The purpose of this project is to determine the feasibility of using machine learning models to predict political affiliation from open-access donation data. In this case I specifically predicted which major party (democrat, republican, independent) a person was likely to donate to based on occupation, zip code, and donation size.

If successful this kind of model could be used for political campaigning & fundraising, and advertisement.

For a more detailed breakdown, see the linked report

Technical Details

Data

I sourced my data from the FEC individual contributions database, which provides legally required record of all donations made to political campaigns by individuals. I specifically used data from the 2024 presidential campaign, as it provided a large and varied data set. In order to avoid confusion in the data, I only took donation entries from after President Biden dropped out of the race. The original dataset I acquired contained ~5M contributions, which was reduced to 1.5M after pre-processing.

Interestingly this data set was heavily skewed toward democratic donors, with nearly 89% of filtered donations being to a democratic party. To try and address this, I balanced the dataset using re-sampling and bootstrapping. After this balancing the training set was reduced to 350k entries.

Features

Party (target) Labeled as committee_name, this feature contained 18 possible donation recipients; which could be easily mapped to a major political party.

Zip Code The zip code system already groups nearby locations by numerical value, making it well-suited for training input. To keep consistency I truncated all zip-codes to their standard 5 digits.

Occupation This feature comprised of natural language input describing job title. To prep this feature I used a natural language processor to map each occupation title to the government’s Standard Occupational Classification system. This system classifies 867 job types, which are grouped numerically by similarity. This provides an excellent encoding for job titles.

Donations Both a total donation amount and current donation amount were available, I standardized each of these.

Training

I trained both kNN and Random Forest models on the processed data, experimenting with hyper-parameter tuning.
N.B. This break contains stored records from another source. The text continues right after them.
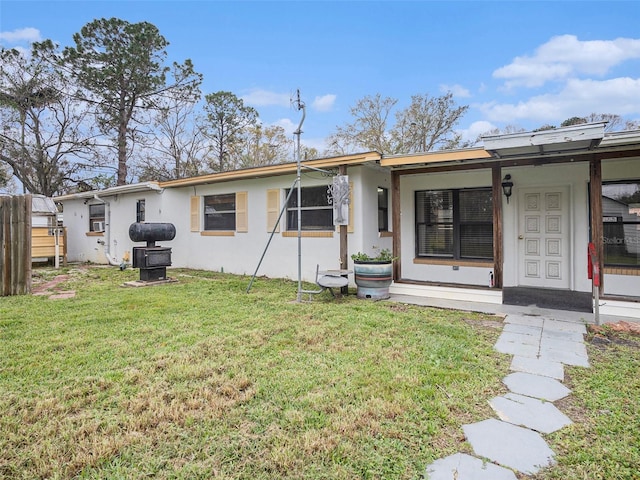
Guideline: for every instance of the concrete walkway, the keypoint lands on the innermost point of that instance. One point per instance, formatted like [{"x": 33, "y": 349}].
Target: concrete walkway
[{"x": 541, "y": 344}]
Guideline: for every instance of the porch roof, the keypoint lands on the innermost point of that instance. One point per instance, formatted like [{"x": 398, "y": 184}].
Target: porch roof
[
  {"x": 109, "y": 192},
  {"x": 274, "y": 170}
]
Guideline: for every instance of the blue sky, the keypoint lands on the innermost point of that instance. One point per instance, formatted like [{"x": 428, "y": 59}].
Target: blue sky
[{"x": 516, "y": 63}]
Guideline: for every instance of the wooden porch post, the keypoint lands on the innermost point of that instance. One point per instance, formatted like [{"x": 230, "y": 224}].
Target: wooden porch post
[
  {"x": 395, "y": 223},
  {"x": 595, "y": 197},
  {"x": 344, "y": 248},
  {"x": 496, "y": 183}
]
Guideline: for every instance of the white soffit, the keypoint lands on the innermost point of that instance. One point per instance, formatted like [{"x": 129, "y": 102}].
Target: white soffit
[{"x": 557, "y": 141}]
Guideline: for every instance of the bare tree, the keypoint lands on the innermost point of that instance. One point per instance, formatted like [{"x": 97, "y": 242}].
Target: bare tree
[
  {"x": 122, "y": 68},
  {"x": 176, "y": 146},
  {"x": 46, "y": 140},
  {"x": 369, "y": 128},
  {"x": 265, "y": 145},
  {"x": 427, "y": 124},
  {"x": 228, "y": 119}
]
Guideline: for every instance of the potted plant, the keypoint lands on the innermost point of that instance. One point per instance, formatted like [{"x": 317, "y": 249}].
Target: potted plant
[{"x": 373, "y": 275}]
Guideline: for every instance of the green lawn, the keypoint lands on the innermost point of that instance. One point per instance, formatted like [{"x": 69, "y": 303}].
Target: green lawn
[{"x": 198, "y": 379}]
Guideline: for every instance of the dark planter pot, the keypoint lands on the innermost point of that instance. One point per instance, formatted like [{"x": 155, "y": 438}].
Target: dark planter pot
[{"x": 373, "y": 279}]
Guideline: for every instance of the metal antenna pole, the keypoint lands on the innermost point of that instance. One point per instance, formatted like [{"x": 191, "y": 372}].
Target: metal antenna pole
[{"x": 300, "y": 105}]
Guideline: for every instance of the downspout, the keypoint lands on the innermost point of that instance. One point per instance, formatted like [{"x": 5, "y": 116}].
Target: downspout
[{"x": 107, "y": 225}]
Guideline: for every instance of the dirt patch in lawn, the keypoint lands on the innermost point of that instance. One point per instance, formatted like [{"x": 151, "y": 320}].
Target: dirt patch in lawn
[{"x": 619, "y": 333}]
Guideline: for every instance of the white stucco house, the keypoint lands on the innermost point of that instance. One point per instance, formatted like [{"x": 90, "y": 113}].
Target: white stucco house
[{"x": 445, "y": 215}]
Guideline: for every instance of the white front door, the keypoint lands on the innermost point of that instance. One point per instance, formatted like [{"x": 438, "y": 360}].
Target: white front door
[{"x": 543, "y": 237}]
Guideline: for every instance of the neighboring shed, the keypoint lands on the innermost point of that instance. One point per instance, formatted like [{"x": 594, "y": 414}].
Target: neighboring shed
[{"x": 47, "y": 238}]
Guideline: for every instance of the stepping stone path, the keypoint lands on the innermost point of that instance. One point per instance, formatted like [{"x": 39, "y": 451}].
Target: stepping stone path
[{"x": 513, "y": 443}]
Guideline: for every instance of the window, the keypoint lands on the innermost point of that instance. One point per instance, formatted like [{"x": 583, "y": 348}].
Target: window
[
  {"x": 220, "y": 212},
  {"x": 96, "y": 217},
  {"x": 316, "y": 212},
  {"x": 383, "y": 209},
  {"x": 455, "y": 224},
  {"x": 621, "y": 223},
  {"x": 140, "y": 211}
]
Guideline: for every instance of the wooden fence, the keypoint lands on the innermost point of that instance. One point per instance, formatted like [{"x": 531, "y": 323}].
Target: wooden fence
[{"x": 15, "y": 245}]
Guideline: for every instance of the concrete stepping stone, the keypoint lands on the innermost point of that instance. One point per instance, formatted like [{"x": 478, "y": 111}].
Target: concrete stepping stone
[
  {"x": 523, "y": 329},
  {"x": 538, "y": 366},
  {"x": 563, "y": 335},
  {"x": 506, "y": 444},
  {"x": 536, "y": 386},
  {"x": 531, "y": 320},
  {"x": 564, "y": 326},
  {"x": 575, "y": 356},
  {"x": 461, "y": 466},
  {"x": 518, "y": 344},
  {"x": 529, "y": 412}
]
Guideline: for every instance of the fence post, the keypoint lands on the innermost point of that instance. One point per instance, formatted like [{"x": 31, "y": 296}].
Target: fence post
[{"x": 15, "y": 245}]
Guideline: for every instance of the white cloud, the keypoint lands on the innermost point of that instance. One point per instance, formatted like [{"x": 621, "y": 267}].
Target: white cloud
[
  {"x": 457, "y": 90},
  {"x": 287, "y": 124},
  {"x": 21, "y": 35},
  {"x": 619, "y": 96},
  {"x": 476, "y": 129},
  {"x": 265, "y": 98},
  {"x": 565, "y": 56},
  {"x": 324, "y": 103}
]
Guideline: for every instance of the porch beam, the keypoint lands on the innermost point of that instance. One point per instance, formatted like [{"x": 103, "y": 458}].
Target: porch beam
[
  {"x": 395, "y": 223},
  {"x": 496, "y": 183},
  {"x": 595, "y": 198},
  {"x": 521, "y": 162}
]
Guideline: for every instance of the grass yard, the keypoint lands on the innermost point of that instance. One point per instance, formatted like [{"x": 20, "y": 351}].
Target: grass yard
[{"x": 198, "y": 380}]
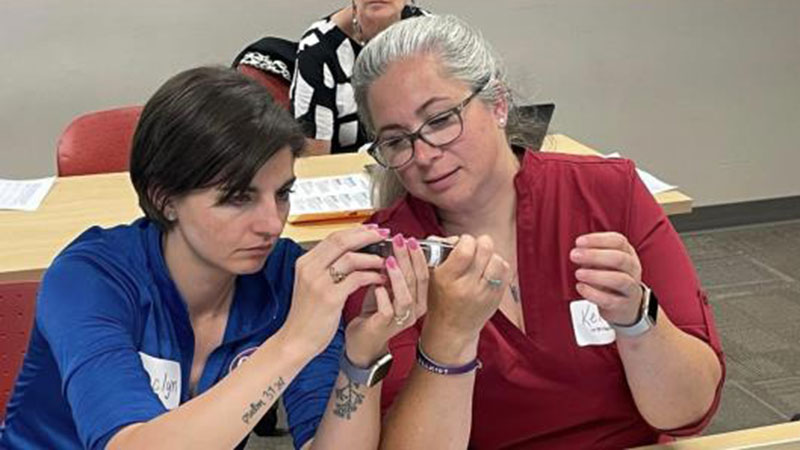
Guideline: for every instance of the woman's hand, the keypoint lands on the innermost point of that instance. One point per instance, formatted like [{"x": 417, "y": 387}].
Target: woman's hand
[
  {"x": 381, "y": 317},
  {"x": 609, "y": 275},
  {"x": 465, "y": 292},
  {"x": 324, "y": 278}
]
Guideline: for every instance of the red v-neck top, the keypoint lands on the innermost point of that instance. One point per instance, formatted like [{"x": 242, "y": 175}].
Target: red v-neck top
[{"x": 540, "y": 389}]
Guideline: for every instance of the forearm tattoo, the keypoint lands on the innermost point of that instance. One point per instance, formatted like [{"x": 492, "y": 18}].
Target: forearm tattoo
[
  {"x": 268, "y": 397},
  {"x": 347, "y": 400}
]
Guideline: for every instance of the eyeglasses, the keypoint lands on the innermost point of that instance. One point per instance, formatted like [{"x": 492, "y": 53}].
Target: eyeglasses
[{"x": 395, "y": 151}]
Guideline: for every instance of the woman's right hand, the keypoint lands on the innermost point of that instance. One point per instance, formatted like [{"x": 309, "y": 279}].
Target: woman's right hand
[
  {"x": 465, "y": 291},
  {"x": 324, "y": 279}
]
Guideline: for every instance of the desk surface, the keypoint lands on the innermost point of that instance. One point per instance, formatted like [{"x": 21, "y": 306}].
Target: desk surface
[
  {"x": 30, "y": 240},
  {"x": 784, "y": 436}
]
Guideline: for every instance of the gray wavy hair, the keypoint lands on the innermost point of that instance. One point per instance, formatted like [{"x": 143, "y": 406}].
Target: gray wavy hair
[{"x": 464, "y": 55}]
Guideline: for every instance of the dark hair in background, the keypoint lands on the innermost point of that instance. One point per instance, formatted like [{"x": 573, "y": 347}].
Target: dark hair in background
[{"x": 205, "y": 127}]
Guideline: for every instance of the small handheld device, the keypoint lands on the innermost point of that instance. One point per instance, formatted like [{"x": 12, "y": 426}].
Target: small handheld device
[{"x": 435, "y": 251}]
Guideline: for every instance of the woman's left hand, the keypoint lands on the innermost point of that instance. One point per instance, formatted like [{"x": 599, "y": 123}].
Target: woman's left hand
[
  {"x": 609, "y": 275},
  {"x": 386, "y": 312}
]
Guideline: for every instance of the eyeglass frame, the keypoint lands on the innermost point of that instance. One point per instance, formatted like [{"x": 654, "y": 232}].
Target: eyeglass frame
[{"x": 373, "y": 150}]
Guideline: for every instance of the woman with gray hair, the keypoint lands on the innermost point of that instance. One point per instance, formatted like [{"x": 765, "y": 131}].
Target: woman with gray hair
[{"x": 568, "y": 305}]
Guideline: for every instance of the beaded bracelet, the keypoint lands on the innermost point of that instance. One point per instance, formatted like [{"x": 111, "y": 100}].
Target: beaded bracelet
[{"x": 430, "y": 365}]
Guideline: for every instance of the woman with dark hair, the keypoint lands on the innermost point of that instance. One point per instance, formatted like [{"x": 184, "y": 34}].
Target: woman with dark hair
[
  {"x": 568, "y": 315},
  {"x": 321, "y": 93},
  {"x": 181, "y": 329}
]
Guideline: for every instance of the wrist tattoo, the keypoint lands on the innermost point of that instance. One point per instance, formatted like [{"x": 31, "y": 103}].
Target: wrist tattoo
[
  {"x": 268, "y": 397},
  {"x": 347, "y": 400}
]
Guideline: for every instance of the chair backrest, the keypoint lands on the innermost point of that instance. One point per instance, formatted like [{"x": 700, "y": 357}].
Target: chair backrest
[
  {"x": 270, "y": 61},
  {"x": 17, "y": 305},
  {"x": 540, "y": 114},
  {"x": 98, "y": 142}
]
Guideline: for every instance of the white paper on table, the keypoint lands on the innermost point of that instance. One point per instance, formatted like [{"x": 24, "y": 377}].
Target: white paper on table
[
  {"x": 653, "y": 184},
  {"x": 24, "y": 195},
  {"x": 328, "y": 196}
]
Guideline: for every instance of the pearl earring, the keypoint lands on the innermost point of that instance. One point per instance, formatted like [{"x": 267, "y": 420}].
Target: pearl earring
[{"x": 357, "y": 26}]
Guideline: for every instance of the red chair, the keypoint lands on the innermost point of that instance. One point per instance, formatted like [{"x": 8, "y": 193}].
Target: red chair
[
  {"x": 98, "y": 142},
  {"x": 270, "y": 61},
  {"x": 17, "y": 305},
  {"x": 276, "y": 85}
]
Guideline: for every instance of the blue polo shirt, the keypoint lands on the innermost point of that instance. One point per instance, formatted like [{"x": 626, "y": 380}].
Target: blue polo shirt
[{"x": 112, "y": 343}]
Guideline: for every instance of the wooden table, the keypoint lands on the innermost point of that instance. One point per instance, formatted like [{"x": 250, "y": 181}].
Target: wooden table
[
  {"x": 30, "y": 240},
  {"x": 785, "y": 436}
]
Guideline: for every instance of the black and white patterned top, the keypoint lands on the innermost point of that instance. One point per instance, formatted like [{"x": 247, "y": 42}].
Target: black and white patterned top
[{"x": 321, "y": 93}]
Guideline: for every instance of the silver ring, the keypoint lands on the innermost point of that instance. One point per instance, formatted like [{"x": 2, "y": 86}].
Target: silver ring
[
  {"x": 336, "y": 276},
  {"x": 494, "y": 283},
  {"x": 400, "y": 320}
]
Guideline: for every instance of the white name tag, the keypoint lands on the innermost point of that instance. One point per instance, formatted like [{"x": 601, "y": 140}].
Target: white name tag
[
  {"x": 165, "y": 379},
  {"x": 590, "y": 328}
]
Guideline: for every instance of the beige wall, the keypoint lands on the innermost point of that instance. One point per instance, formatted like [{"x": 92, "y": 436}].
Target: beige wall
[{"x": 706, "y": 93}]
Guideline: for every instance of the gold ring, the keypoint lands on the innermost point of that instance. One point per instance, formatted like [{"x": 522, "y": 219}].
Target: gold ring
[
  {"x": 400, "y": 320},
  {"x": 336, "y": 276}
]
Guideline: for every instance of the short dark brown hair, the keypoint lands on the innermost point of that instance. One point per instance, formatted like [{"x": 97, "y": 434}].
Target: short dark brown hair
[{"x": 208, "y": 126}]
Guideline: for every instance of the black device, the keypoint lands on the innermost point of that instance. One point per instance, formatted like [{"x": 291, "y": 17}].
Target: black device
[{"x": 435, "y": 251}]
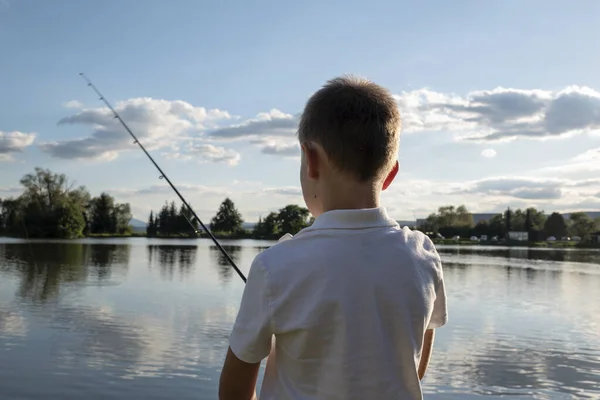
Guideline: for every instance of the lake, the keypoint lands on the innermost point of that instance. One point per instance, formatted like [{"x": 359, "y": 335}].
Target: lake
[{"x": 149, "y": 319}]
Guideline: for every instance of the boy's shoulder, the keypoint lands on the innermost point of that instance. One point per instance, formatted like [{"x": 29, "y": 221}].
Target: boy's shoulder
[{"x": 289, "y": 246}]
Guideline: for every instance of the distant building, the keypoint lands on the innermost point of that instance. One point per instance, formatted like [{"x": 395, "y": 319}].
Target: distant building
[
  {"x": 476, "y": 218},
  {"x": 518, "y": 236}
]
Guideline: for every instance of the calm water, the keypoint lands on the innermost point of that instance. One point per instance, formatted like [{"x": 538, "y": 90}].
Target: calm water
[{"x": 149, "y": 319}]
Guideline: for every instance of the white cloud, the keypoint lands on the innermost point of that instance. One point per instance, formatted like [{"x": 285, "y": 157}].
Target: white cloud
[
  {"x": 73, "y": 104},
  {"x": 504, "y": 114},
  {"x": 157, "y": 124},
  {"x": 207, "y": 153},
  {"x": 14, "y": 142},
  {"x": 488, "y": 153},
  {"x": 274, "y": 123},
  {"x": 501, "y": 114}
]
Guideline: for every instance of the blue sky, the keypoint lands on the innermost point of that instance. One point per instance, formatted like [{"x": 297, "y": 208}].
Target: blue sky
[{"x": 500, "y": 99}]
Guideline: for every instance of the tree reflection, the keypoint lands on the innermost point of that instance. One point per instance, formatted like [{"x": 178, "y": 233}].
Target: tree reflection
[
  {"x": 172, "y": 257},
  {"x": 43, "y": 267},
  {"x": 224, "y": 268}
]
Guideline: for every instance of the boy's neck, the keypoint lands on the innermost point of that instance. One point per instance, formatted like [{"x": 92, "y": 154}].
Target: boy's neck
[{"x": 350, "y": 196}]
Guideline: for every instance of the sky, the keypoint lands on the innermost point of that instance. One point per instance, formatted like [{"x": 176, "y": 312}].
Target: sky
[{"x": 500, "y": 100}]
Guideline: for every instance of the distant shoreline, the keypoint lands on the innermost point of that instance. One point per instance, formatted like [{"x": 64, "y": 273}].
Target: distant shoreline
[{"x": 559, "y": 244}]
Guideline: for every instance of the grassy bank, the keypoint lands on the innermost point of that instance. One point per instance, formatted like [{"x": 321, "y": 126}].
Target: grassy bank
[
  {"x": 557, "y": 244},
  {"x": 218, "y": 235}
]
I also experimented with removing donation features from the dataset.

Results

Both models performed quite well. Notably random forest is able to interpret donation data and gain on some metrics, while kNN cannot. Random Forest took significantly longer to fit and predict (79sec vs 40sec), this is due to kNN making runtime predictions instead of training. While this difference is minimal, it is worth taking the speed vs accuracy into account when scaling.

Both models performed significantly better at identifying democratic donors than the other parties due to dataset imbalance. There were far more democratic donors in the original dataset than other parties, which provided richer context even after balancing.

Conclusion

The models are effective at identifying donor tendencies, but are not ready for any kind of production use-case. In order to close this gap I would recommend gathering more data for republican and independent donations. If these categories had equal diversity to the democratic party, the model would likely gain a substantial classification improvement.